LPs demand integrated approach to ESG – AVCJ Forum
Private equity investors are focusing on policy implementation, team culture and transparency as environmental, social and governance (ESG) practices become an increasingly pervasive aspect of GP-LP negotiations.
Christopher Ailman, chief investment officer at California State Teachers Retirement System (CalSTRS) told delegates at the AVCJ ESG Forum that his firm preferred a principles-based approach to compliance in favor of a rules-based approach. This was described as including an emphasis on defining the most materially relevant issues for each company individually, as well as contemplating timeframes beyond 5-7 year horizons.
“We’ve had some managers come through the due diligence process where it’s clear it was just lip service and it was a check-the-box exercise,” Ailman said. “Whether it's public markets, private markets, real estate, private equity or infrastructure, our staff is paying attention to that and already screening that out early on in their process. For us, it’s become critical.”
Kathleen Bacon, a managing director at Harbourvest Partners, also stressed the importance of a principles-based approach. The firm, which focuses on venture and small buyout plays, implements the strategy with a long-term educational program.
The program consists of an ESG performance-rating scorecard that aims to encourage competition between GPs to improve their respective due diligence standards. Bacon noted that supplementing in-house ESG resource with external consultants could be a good approach to achieving improvements, but that understanding of policy fundamentals had to be ubiquitous throughout an organization.
“Firms that have dedicated ESG resources do make a difference because those people are focused 24/7 on these issues and they can design procedures and reporting for ESG internally,” Bacon said. “The only downside is that the team can think ‘that person is ESG and I’m a deal-doer so I don’t have to worry about that.’ The individual deal-doers need to appreciate that these are commercial risks, not just ESG risks.”
Frank Tang, CEO and managing partner at Fountainvest Partners, defined effective ESG policies as requiring good documentation, proper implementation and efforts to convince staff that the program was not just a compliance hurdle. He said many industry advisors see a strong emphasis on ESG programs as a potential disadvantage because it could imply a GP is subject to increased bureaucracy.
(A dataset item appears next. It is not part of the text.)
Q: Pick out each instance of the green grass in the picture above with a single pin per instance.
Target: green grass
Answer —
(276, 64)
“We don’t subscribe to that, but it serves as a reminder to us in terms of not making ESG as a completely separate process adding a long tail to the due diligence process,” Tang said. “Let’s integrate that. When we are negotiating with a company, let’s blend it in, rather than just waving a big flag that could generate some unnecessarily disadvantageous image.”
Cultural integration of ESG policies was found to be largely a matter of disclosure transparency. Tang said that his team was meeting this challenge by planning to begin submitting regular ESG reports to LPs by the end of next year.
“I know [GPs] don’t want to make [internal ethics issues] public, but it’s going to get out, and then we as the LPs are embarrassed by it,” said CalSTRS’ Ailman. “It would be nice to just have some information and know ahead of time that if we had a partner that had an ethical lapse, it was dealt with, and we can have some confidence instead of trying to figure out what the story is. In that case, we’re going to stay with that GP because of the way they managed it rather than putting it underground and trying to keep in internal.”